Once the shadow-creature is gone, I look at the badly charred Rubbish. I go over and give it a hug. “Thank you, ” I say.
The Rubbish is mortally wounded, I realize. It’s dissolving item by item into the air. But it smiles and laughs. “Flesh is fun! I like to walk from there to here just like you, be flesh just like you! Besides, now there is no more now. ” With that, it’s gone and so is everything else. I hope that Maria and the others have a little more while of material existence yet ahead of them, that this is the end for me, but not quite yet for all of the world I’ve now left behind.

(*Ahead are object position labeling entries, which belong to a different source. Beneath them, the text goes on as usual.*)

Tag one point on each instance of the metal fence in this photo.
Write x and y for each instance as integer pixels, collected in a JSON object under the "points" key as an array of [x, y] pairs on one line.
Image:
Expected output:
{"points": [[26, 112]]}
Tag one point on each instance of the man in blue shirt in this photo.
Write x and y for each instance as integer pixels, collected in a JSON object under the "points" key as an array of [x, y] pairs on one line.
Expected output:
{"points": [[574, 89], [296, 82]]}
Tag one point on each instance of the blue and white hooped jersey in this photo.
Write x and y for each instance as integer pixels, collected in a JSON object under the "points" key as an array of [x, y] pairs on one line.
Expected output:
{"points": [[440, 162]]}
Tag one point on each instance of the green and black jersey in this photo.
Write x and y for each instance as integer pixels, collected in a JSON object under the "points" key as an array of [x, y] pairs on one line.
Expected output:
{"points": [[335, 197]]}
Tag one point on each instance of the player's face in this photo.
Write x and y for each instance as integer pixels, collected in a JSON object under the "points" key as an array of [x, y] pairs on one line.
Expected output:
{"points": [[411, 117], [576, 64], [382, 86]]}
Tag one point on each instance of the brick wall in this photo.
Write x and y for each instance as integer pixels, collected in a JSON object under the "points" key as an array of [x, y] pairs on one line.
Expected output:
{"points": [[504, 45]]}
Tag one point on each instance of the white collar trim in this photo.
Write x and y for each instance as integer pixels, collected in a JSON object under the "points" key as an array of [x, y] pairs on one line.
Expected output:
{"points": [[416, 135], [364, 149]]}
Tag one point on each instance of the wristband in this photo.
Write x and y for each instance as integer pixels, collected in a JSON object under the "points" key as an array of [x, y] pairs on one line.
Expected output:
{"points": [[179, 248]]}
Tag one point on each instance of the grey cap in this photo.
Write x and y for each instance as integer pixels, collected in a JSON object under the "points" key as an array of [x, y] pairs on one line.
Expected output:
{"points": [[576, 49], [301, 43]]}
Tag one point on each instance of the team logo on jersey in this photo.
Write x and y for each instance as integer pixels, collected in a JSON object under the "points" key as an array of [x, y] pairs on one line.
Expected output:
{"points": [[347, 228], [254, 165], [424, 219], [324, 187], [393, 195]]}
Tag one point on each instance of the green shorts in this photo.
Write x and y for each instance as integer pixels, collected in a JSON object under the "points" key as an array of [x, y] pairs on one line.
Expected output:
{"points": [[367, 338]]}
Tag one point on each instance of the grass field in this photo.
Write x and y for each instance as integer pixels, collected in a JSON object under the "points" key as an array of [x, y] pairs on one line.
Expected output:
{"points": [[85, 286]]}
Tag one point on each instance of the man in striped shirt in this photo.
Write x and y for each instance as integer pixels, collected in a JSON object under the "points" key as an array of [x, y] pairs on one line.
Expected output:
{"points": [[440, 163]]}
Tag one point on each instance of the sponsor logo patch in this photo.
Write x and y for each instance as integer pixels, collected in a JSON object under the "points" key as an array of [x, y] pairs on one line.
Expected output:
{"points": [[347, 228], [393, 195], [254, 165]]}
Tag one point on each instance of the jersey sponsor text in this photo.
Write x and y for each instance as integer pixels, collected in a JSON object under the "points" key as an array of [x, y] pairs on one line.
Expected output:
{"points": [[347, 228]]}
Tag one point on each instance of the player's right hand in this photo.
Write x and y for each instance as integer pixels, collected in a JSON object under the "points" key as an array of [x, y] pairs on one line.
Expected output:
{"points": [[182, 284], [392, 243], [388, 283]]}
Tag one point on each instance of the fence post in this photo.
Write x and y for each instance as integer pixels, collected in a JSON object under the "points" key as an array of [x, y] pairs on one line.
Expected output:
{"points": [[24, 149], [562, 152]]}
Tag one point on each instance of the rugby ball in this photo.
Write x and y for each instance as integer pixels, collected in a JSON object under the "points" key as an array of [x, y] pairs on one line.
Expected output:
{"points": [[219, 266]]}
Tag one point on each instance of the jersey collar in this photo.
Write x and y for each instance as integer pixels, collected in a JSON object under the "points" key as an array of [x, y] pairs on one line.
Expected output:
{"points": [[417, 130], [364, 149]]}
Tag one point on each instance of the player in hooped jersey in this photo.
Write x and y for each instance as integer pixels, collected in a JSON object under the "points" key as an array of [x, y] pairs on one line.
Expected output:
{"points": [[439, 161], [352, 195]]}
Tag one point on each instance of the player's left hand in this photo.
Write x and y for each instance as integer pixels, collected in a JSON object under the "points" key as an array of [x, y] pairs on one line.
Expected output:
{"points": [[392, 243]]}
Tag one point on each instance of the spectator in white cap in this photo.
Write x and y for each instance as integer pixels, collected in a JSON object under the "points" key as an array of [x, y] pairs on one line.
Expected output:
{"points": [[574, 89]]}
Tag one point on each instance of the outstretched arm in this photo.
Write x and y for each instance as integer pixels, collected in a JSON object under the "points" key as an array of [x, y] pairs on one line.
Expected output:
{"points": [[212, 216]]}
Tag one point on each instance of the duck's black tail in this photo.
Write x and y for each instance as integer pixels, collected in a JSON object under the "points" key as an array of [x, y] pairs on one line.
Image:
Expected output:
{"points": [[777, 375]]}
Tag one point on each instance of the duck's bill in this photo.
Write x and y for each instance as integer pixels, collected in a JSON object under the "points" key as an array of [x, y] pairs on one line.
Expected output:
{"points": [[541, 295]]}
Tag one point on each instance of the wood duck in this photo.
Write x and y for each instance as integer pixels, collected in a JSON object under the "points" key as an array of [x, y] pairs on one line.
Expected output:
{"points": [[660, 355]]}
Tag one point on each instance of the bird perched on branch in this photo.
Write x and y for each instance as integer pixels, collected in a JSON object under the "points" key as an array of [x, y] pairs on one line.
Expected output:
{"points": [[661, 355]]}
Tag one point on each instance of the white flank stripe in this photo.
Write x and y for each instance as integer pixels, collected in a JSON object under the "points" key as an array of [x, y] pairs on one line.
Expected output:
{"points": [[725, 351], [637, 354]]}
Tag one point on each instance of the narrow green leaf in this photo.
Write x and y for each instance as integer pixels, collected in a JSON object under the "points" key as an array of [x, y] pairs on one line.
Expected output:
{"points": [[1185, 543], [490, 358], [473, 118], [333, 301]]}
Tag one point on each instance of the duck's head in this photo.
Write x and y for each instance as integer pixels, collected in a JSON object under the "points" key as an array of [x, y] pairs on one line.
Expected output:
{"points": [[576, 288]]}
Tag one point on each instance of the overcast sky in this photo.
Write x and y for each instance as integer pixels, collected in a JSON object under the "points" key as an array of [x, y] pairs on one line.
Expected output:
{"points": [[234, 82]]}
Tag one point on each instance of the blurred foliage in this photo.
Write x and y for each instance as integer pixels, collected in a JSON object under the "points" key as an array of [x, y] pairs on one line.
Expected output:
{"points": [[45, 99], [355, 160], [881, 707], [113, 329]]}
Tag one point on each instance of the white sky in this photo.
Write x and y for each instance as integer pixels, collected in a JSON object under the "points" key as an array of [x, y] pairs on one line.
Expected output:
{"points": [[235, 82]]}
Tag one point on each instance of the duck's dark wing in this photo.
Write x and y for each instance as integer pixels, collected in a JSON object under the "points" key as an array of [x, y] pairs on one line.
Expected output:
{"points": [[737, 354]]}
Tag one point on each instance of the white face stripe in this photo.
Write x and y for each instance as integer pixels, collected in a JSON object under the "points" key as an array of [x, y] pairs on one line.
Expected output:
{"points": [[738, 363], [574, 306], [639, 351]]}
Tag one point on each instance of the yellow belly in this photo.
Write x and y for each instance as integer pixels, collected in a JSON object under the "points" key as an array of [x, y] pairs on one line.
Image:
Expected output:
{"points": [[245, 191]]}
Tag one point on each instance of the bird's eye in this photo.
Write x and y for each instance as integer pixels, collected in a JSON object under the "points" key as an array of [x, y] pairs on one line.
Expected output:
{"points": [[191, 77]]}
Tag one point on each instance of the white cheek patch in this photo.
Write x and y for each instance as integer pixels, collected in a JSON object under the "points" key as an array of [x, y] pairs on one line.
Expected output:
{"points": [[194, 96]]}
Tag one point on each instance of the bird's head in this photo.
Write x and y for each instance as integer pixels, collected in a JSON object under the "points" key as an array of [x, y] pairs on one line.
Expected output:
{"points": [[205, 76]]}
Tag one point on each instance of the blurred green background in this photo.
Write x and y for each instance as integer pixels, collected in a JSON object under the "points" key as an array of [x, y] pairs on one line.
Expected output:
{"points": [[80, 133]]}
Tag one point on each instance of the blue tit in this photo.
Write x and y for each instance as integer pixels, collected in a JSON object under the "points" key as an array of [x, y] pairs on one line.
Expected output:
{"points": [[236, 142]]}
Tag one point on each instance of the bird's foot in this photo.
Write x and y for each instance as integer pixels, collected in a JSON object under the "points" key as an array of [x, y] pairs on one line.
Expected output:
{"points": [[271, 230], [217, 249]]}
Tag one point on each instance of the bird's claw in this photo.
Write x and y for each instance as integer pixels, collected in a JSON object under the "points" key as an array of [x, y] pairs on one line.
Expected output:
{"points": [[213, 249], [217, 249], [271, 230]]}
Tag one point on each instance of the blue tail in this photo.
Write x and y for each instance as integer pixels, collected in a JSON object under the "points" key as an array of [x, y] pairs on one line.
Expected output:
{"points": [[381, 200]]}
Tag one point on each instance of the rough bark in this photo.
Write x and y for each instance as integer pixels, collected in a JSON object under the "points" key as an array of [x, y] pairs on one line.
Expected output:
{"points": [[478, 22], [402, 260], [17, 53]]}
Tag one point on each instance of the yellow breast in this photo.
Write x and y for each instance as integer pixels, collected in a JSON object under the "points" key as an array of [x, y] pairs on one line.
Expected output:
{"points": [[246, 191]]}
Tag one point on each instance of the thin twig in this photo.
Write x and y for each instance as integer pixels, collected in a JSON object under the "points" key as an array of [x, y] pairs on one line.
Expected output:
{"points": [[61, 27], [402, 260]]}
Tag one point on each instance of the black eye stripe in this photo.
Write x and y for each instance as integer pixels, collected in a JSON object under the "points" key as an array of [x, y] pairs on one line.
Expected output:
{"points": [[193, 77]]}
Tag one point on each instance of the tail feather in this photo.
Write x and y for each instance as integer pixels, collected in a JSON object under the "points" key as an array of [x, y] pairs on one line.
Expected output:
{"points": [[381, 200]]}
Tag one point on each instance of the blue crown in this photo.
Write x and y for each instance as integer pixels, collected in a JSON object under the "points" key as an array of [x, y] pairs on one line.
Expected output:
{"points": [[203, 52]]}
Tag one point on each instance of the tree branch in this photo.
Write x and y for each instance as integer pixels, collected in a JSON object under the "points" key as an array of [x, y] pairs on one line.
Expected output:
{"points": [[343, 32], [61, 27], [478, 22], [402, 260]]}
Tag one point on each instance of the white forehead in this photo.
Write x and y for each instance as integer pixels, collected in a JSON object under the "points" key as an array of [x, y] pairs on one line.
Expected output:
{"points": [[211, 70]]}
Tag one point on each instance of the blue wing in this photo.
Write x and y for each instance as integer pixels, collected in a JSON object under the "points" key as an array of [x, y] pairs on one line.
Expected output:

Now there is no more now. Not a bad summation. There was; there is not. Only judgment remains, perhaps.
* * *
MING XIAN
There are successes to go with the tragedies. I do not witness any souls ascending to the bosom of the Celestial Emperor, but I do see some free to gather in their own memory palaces and the other features of the realms where spirits wait for final judgment. Furthermore, here on earth, the northwest district of Urumqi begins to flourish and bloom, to nearly everyone’s surprise.
My fellow Chinese tend to stereotype the Uygurs for being at once very successful militarily, and also very lazy and indolent. It’s not true. All they’ve ever needed is direction, and I can provide that by reminding them of their own tradition of beautiful order together with some exhortations about how living well now blesses all who help make a good gathering possible, and about self-sufficiency as a key step toward independence. They may wonder why this Chinese servant of the government seems to speak against her own interests that way, but they pay attention.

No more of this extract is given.